Instantiating the Importer

It has a configurable framework which has as the main part, the org.nuxeo.ecm.platform.importer.base.GenericMultiThreadedImporter class. This 'importer' is responsible, depending on the way it is configured, for performing the import. The configuration of an 'importer' can be established starting with the instantiation of such an 'importer'.

You need to provide a source node of the import, which should contain:

  • the entry point of what will be imported,
  • a path to where the import should be made on the current repository,
  • parameters that will control the maximum number of threads that will be created during the import,
  • a logger that will be used during the import (a default one, which is provided by the module, can be used).

In case you need to have an audit support for the import, you can obtain one by providing a 'jobName', which will be used to represent the workflow of the import that will be started in audit. The audit support can be used to avoid later imports (in case the import finished with success).

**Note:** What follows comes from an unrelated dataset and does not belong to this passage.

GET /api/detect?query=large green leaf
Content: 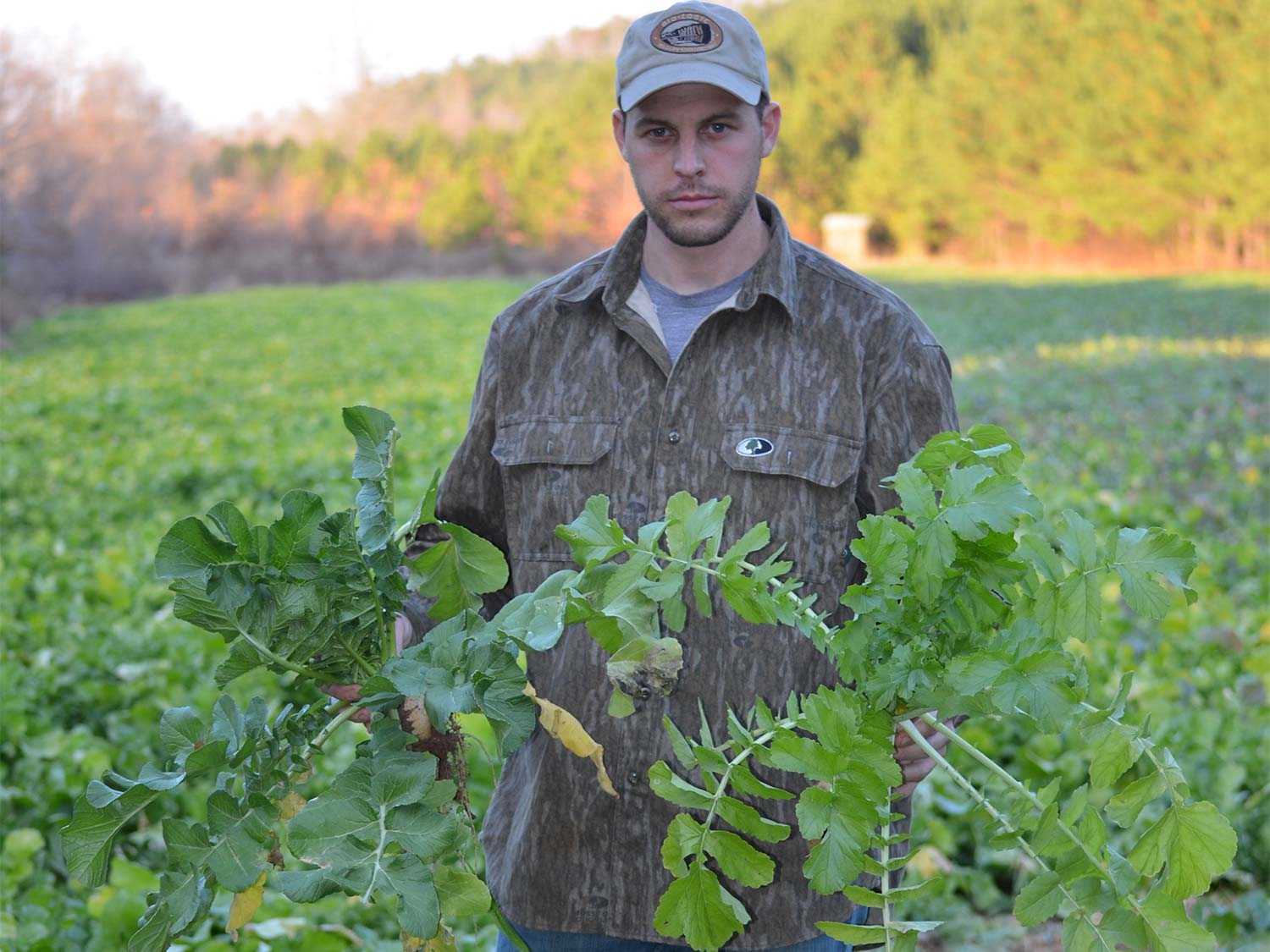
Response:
[653,860,749,952]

Here is an example of how such an importer can be instantiated:

TestSourceNode sourceNode = new TestSourceNode(...);
GenericMultiThreadedImporter importer = new GenericMultiThreadedImporter(
    sourceNode, "/", 10, 5, super.getLogger());

Configuring the Importer

Next, an 'importer' can be configured after instantiation, by providing it 'tools' that are used during the import.

factory

One of these 'tools' is so called the 'factory', and it is used when performing the import of a document. Usually such a 'factory' is supposed to treat both cases, when importing a folderish or a leaf document (an interface is provided for this scope org.nuxeo.ecm.platform.importer.factories.ImporterDocumentModelFactory).

filter

Another 'tool' that is used is the 'filter'. More than one 'filter' can be provided to a 'factory' and their scope is to handle the events that are raised during the import. Usually it is better to block all the events that are raised during and after the import of a document (the import of a document can be translated in creating a Nuxeo document model and saving properties on it, which often causes the raise of events), in order to increase the performance of the import.

Thread Policy

The last 'tool' that can be provided to an 'importer' is the thread policy that should be used. In case no thread policy is specified, then the default multi thread one is used (this is provided by org.nuxeo.ecm.platform.importer.threading.DefaultMultiThreadingPolicy class).

Here is an example of how such tools can be provided to an instantiated importer.

TestDocumentModelFactory documentModelFactory = new TestDocumentModelFactory(...);
importer.setFactory(documentModelFactory);
if (useMultiThread) {
    importer.setThreadPolicy(super.getThreadPolicy());
} else {
    importer.setThreadPolicy(new MonoThreadPolicy());
}
ImporterFilter filter = new TestImporterFilter(true,
    true, true, false);
importer.addFilter(filter);

Usually such an 'importer' should be instantiated and configured in an instance method of a class that extends the org.nuxeo.ecm.platform.importer.executor.AbstractImporterExecutor class. In this instance method, after the importer is instantiated and configured, a call to a superclass method should be made, which will start the import.

super.doRun(importer, Boolean.TRUE);

The second parameter specifies whether the import should start synchronous or asynchronous.

This class will be the base class for the import, and the method that instantiates, configure and start the import, should be called.

Download

To download nuxeo-importer-core, check the Nuxeo Marketplace or, if needed, download a more recent version of the JAR (to be installed by hand) from the Nuxeo Maven repository.